[NEBULA] How to control and secure network access with client policy (MAC filter)?

Zyxel_Joslyn Posts: 360  Zyxel Employee
First Anniversary Friend Collector First Answer First Comment
edited November 2023 in Other Topics

Where to find: Clients > Client list

Function description: This function is used to do MAC filter for the stations. We can add the station into whitelisted called “Allow list” which can bypass the Captive portal, add into “Block list” which will be blocked to access the SSID, and "To specific SSID" allow to connect specific SSID. 

These rules can be found in "Show policy clients".

Scenario: The customer's station MAC address is 34:DE:1A:11:11:AA. It is allowed to bypass the captive portal authentication. 


1. The station has connected to the AP, so we can know the MAC address via Client page.

    a.

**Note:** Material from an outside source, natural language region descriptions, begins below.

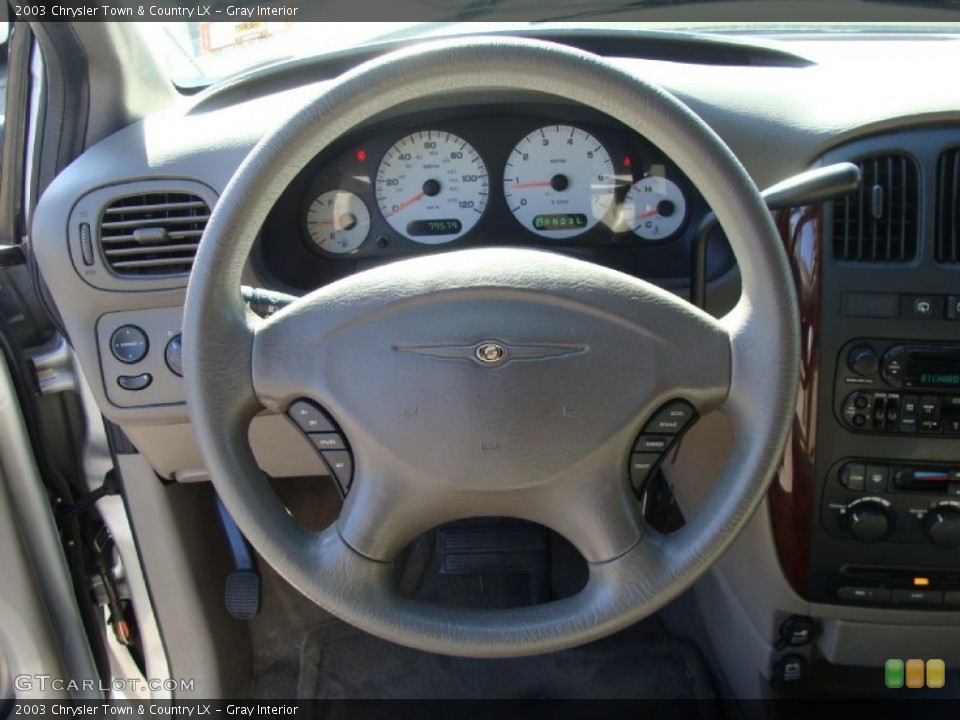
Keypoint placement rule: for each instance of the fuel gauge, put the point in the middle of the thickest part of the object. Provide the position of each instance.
(338, 221)
(654, 208)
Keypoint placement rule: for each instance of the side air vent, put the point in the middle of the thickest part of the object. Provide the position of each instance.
(948, 207)
(879, 223)
(153, 234)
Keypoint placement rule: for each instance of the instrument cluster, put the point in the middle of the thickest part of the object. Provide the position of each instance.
(553, 177)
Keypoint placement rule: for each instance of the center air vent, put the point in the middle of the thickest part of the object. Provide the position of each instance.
(948, 207)
(153, 234)
(878, 224)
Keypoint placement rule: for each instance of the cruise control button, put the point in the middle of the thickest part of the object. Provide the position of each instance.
(309, 417)
(327, 441)
(877, 476)
(671, 418)
(129, 344)
(853, 476)
(652, 443)
(341, 465)
(135, 382)
(641, 465)
(866, 595)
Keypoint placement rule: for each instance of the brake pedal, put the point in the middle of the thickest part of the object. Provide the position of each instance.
(242, 592)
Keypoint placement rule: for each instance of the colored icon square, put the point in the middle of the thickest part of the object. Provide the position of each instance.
(915, 673)
(936, 673)
(893, 673)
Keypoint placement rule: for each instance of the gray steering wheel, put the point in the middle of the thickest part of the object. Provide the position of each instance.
(627, 347)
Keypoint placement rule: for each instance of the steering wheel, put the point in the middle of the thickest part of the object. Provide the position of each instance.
(543, 437)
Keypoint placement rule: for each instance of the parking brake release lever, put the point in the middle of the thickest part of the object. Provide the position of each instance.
(807, 188)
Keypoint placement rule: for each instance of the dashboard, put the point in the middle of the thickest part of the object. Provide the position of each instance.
(554, 177)
(462, 172)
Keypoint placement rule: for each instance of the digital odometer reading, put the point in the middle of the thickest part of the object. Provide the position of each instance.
(434, 227)
(560, 221)
(432, 187)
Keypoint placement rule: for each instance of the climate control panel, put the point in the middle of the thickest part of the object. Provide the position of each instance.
(872, 501)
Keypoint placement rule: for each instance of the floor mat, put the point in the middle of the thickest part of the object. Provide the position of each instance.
(338, 662)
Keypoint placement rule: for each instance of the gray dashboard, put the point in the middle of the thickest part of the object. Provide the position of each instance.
(778, 120)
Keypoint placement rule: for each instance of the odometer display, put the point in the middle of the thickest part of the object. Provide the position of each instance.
(434, 227)
(432, 187)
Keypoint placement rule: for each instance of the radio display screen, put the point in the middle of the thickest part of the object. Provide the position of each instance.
(933, 370)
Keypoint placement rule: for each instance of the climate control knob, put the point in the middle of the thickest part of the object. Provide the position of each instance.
(942, 524)
(868, 520)
(863, 361)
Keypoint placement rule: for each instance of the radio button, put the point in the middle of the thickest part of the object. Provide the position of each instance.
(924, 307)
(863, 360)
(892, 366)
(953, 307)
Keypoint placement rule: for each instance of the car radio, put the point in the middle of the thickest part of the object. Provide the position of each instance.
(896, 387)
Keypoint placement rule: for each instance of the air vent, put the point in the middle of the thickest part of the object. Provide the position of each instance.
(948, 207)
(153, 234)
(879, 223)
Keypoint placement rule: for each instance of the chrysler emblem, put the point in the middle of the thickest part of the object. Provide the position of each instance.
(493, 353)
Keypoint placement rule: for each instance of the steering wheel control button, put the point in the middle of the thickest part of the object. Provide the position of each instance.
(327, 441)
(340, 463)
(135, 382)
(641, 466)
(173, 355)
(310, 418)
(652, 443)
(671, 419)
(129, 344)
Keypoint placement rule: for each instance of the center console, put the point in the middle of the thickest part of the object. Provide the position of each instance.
(868, 514)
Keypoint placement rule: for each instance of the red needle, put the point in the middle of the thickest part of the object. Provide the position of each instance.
(518, 186)
(407, 203)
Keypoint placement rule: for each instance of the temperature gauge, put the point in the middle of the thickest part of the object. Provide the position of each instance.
(338, 221)
(654, 208)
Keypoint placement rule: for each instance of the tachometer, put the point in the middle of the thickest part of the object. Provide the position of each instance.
(559, 181)
(432, 187)
(338, 221)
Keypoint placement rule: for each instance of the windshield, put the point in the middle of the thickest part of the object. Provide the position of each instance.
(201, 53)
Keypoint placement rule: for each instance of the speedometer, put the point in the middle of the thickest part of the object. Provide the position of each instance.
(559, 181)
(432, 187)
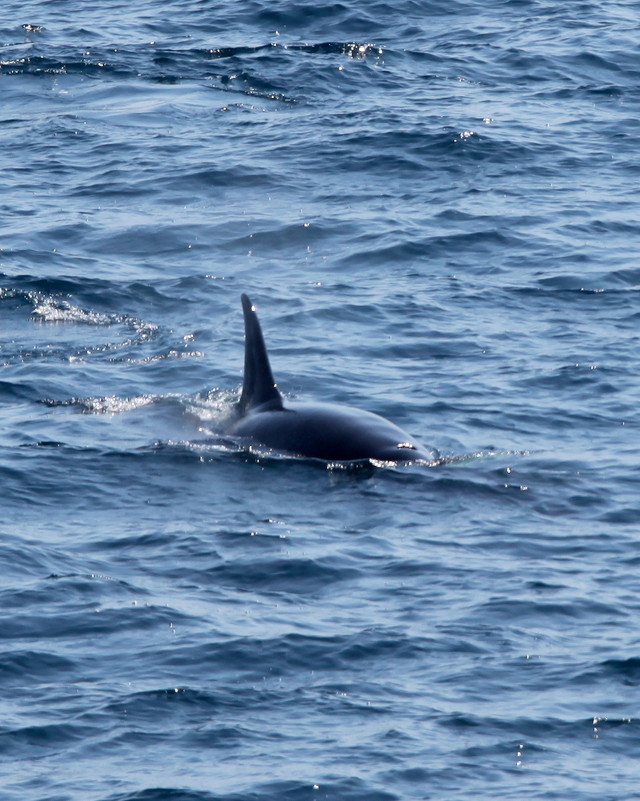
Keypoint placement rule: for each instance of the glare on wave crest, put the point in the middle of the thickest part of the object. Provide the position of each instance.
(60, 311)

Go to Clients > Client list > Choose Access point . Choose the client and add a policy rule.

    b. The station can be searched via "Show policy clients", and we can see the detail in the Policy.

2. The station is not connected to the AP, but we know the MAC address. So we can add the MAC address and assign a rule for it.

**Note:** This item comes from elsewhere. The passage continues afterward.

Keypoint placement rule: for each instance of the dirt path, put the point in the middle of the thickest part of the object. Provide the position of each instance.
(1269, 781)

    a. Go to Clients > Client list. Click "Add client", and add the station details. Then click "OK".

    b. The client can be found in Show policy clients.


1. Clients are not added into the policy client will get the policy as Normal.

2. Maximum block policy for wireless client is 512 entries per site. Site with over 512 wireless client policies after Nebula phase 12 launch can keep existing entries but cannot create additional policies until removing other wireless client entries.